Why aren’t search engines indexing my content?


There are a number of reasons your content may not appear in search
engine results, however, it is important to note that
a search engine’s
index may contain pages that it doesn’t display in its
results
page
.

How to tell if your content is actually indexed

It may actually be difficult to tell if your content is indexed.

  • Search for all the documents from your site and see how many are listed
    • Google: enter site:example.com (where example.com is your domain, there must not be any space after the colon.)
    • Bing: enter site: example.com
    • Yahoo: enter site: example.com (or use advanced search form)
  • Search for a specific document by a unique sentence of eight to twelve words and search for that sentence in quotes. For example, to find this document, you might choose to search for “number of reasons your content may not appear in search engine results”
  • In addition to above, search for keywords using inurl: and intitle: you may try something like, keyword with another keyword inurl:example.com this will bring upi pages that are indexed only for specified domain.

    • Log into webmaster tools to see stats from the search engine itself about how many pages are indexed from the site
    • Google Webmaster Tools – Information is available under “Health” » “Index Status”. If you have submitted site maps, you can also see how many documents in each site map file have been indexed.
    • Bing Webmaster Tools

In some cases, documents may not appear to be indexed via one of
these methods, but documents can be found in the index using other
methods. For example, webmaster tools may report that few documents
are indexed even when you can search for their sentences and find the
documents on the search engine. In such a case, the documents are
actually indexed.

How content becomes indexed

Before search engines index content, they must find it using a
web crawler.
You should check your webserver’s logs to see whether
search engines’ crawlers (identified by their user agent – e.g.
Googlebot,
Bing/MSNbot)
are visiting your site.

Larger search engines like Google and Bing typically crawl sites
frequently, but the crawler may not know about new site. You can
notify search engines to the existence of your site by
registering as its webmaster (Google Webmaster
Tools
, Bing Webmaster
Tools
) or, if the search
engine does not provide this facility, submitting a link to its
crawlers (e.g. Yahoo).

How long has your site/content been online?

Search engines may index content very
quickly after it has been found, however, these updates are occasionally delayed.
Smaller search engines can also be much less responsive and take weeks to index
new content.

If your content has only been online for several days and does not have
any links from other sites (or its links come from sites which
crawlers do not visit frequently) it is probably not indexed.
If your site hasn’t been live for more than a few months, the search engines
may not trust it enough to index much content from it yet.

Has the content been excluded by the webmaster?

This step is especially important if you are taking over a site from
someone else and there is an issue with a specific page or directory:
check for
robots.txt
and META
robots

exclusions and remove them if you want crawlers to index the content
being excluded.

Is there a technical issue preventing your content from being indexed?
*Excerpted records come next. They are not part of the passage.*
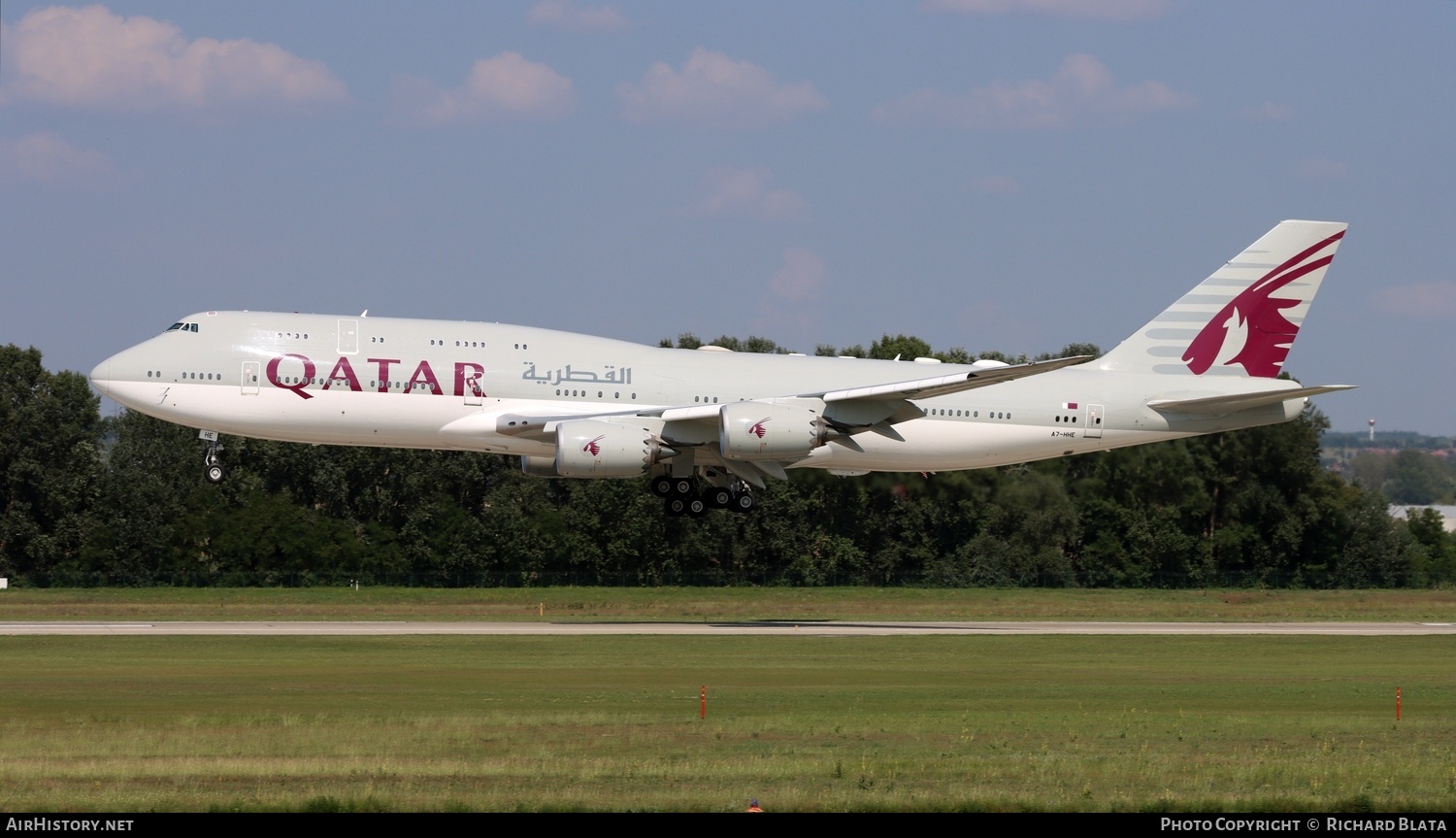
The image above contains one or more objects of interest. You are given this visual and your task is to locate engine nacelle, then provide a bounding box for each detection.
[718,402,829,460]
[556,419,669,477]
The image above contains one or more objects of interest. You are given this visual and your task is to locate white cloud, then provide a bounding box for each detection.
[976,175,1021,195]
[920,0,1173,20]
[617,47,829,128]
[393,52,577,125]
[1372,282,1456,320]
[0,133,116,188]
[1295,159,1350,181]
[695,168,809,221]
[874,54,1194,131]
[530,0,632,32]
[769,248,829,302]
[5,6,348,111]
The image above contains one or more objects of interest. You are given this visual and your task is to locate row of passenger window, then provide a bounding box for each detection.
[556,387,637,399]
[931,408,1010,419]
[148,370,223,382]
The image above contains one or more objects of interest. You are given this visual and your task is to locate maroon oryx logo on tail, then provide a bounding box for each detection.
[1182,230,1345,379]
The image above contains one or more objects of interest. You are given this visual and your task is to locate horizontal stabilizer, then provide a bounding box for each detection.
[1147,385,1356,416]
[811,355,1092,402]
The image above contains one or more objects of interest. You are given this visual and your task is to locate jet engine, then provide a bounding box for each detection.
[718,402,833,460]
[550,419,678,477]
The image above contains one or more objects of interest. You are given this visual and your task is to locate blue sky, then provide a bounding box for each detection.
[0,0,1456,434]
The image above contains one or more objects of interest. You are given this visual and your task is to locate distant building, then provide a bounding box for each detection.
[1391,504,1456,532]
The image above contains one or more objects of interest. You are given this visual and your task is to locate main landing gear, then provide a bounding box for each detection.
[649,474,759,518]
[198,430,227,484]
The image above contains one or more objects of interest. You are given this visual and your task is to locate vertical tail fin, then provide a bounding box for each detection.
[1098,221,1348,378]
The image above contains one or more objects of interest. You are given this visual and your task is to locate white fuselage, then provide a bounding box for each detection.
[92,312,1305,472]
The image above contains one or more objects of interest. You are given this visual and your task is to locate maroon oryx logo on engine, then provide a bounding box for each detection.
[1182,230,1345,379]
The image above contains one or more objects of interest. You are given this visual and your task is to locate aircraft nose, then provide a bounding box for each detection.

If you have an established site but specific content is not being
indexed (there are no web crawler hits on the URLs where the content
resides) the webmaster tools provided by Google and Bing may provide
useful diagnostic information.

Google’s Crawl
Errors

documentation provides extensive background on common problems for web
crawlers which prevent content from being indexed and, if you use
Google Webmaster Tools, you will receive an alert if any of these
issues are detected on your site.

Correct errors and misconfigurations as quickly as possible to ensure
that all of your site’s content is indexed.
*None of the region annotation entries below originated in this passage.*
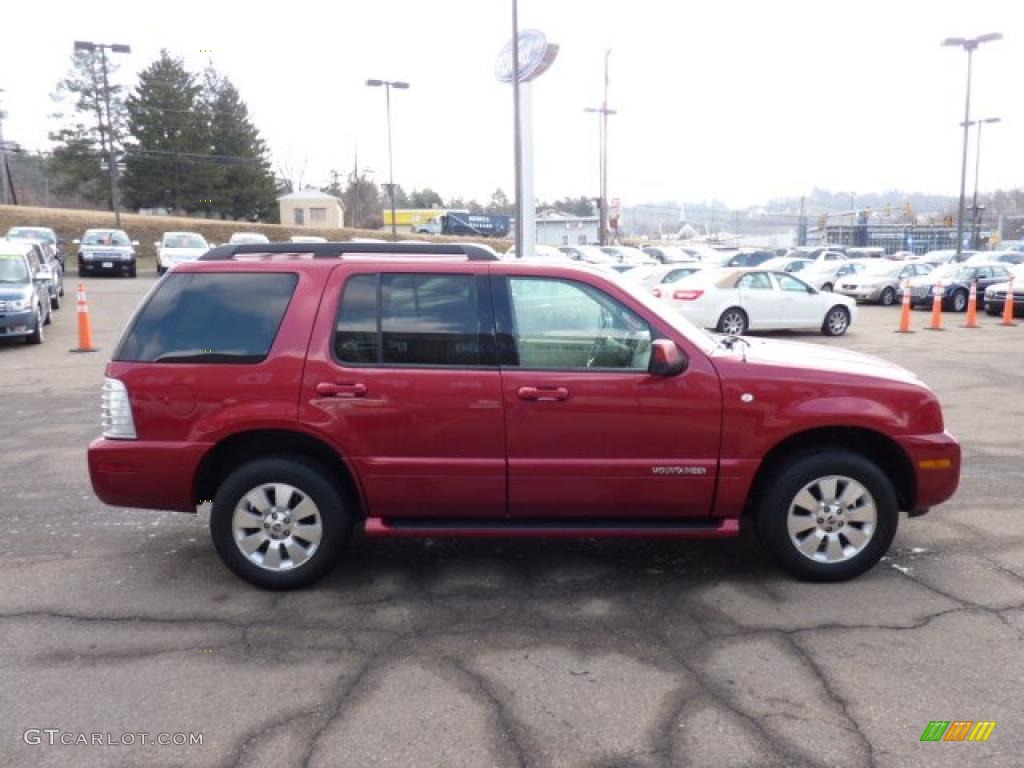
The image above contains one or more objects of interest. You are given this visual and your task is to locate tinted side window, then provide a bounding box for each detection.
[508,278,651,371]
[114,272,298,362]
[334,273,493,368]
[381,274,481,366]
[334,274,378,364]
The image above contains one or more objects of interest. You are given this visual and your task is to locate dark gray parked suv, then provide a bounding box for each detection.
[0,240,51,344]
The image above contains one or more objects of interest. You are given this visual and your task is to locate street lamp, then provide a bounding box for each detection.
[584,50,618,246]
[367,80,409,240]
[75,40,131,229]
[968,118,1002,251]
[942,32,1002,256]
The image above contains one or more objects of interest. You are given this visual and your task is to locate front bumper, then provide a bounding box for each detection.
[896,432,961,515]
[836,284,882,301]
[0,309,36,338]
[89,437,212,512]
[78,253,135,272]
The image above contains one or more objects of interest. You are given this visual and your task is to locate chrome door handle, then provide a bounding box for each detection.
[316,381,367,397]
[517,387,569,400]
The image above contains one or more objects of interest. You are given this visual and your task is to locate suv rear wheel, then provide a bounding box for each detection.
[210,456,352,590]
[757,449,899,582]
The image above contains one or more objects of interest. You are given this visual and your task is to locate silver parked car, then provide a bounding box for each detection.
[836,261,933,306]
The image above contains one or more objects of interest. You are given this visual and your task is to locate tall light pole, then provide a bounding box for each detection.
[75,40,131,229]
[367,80,409,240]
[942,32,1002,256]
[968,118,1002,251]
[584,49,618,246]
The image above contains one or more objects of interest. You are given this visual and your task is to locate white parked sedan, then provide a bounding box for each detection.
[664,268,857,336]
[622,261,707,290]
[153,232,210,274]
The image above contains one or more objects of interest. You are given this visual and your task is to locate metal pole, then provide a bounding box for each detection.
[512,0,523,259]
[384,83,398,241]
[0,97,10,205]
[971,120,984,251]
[99,45,120,229]
[601,50,611,246]
[956,50,974,261]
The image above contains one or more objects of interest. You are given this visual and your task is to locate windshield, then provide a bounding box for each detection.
[0,254,29,283]
[928,264,964,280]
[164,234,209,248]
[863,264,903,278]
[7,226,56,244]
[82,229,131,246]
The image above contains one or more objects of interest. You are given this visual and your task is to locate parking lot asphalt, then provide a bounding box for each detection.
[0,276,1024,768]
Is the content low quality?

Search engines don’t index most pages they crawl. They only index the highest quality content. Search engines will not index content if:

  • It is spam, gibberish, or nonsense.
  • It is found elsewhere. When search engines find duplicate content, they choose only one of the duplicates to index. Usually that is the original that has more reputation and links.
  • It is thin. It needs more than a couple lines of original text. Preferably much more. Automatically created pages with little content such as a page for each of your users are unlikely to get indexed.
  • It doesn’t have enough reputation or links. A page may be buried too deep in your site to rank. Any page without external links and more than a few clicks from the home page is unlikely to get indexed.
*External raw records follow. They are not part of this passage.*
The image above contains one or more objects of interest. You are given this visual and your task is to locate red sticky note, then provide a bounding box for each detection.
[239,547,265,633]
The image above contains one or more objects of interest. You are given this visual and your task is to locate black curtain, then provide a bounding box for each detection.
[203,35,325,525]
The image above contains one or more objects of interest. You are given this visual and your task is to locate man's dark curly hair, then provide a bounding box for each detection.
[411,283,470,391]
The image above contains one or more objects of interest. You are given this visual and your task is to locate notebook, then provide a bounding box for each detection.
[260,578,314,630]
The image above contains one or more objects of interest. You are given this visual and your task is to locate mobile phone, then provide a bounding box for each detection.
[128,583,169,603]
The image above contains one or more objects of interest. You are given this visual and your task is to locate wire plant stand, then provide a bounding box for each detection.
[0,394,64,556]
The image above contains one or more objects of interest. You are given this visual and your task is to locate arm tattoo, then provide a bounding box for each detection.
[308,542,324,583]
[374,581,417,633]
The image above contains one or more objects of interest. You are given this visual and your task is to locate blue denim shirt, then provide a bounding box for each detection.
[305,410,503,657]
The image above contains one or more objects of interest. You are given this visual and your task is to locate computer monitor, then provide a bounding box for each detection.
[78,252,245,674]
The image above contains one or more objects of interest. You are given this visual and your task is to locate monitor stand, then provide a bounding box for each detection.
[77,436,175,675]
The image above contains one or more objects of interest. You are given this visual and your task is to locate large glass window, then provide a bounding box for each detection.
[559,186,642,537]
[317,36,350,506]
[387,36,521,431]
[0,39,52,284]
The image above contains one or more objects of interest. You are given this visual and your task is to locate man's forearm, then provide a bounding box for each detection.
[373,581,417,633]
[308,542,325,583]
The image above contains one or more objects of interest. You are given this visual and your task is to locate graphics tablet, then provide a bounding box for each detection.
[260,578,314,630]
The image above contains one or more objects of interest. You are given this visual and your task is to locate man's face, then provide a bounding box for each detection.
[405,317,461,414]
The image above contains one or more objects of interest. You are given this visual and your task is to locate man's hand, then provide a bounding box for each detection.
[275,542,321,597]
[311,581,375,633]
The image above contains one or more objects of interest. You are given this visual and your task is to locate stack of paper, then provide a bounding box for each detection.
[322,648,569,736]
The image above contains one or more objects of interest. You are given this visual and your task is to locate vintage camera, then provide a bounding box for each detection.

Is some of your content indexed, but not all?

If your site has hundreds of pages, Google will almost never choose to index every single page. If you site has tens of thousands of pages, it is very common for Google to choose to index only a small portion of those pages.

Google chooses the number of pages to index from a site based on the site’s overall reputation and the quality of the content. Google typically indexes a larger percent of a site over time as the site’s reputation grows.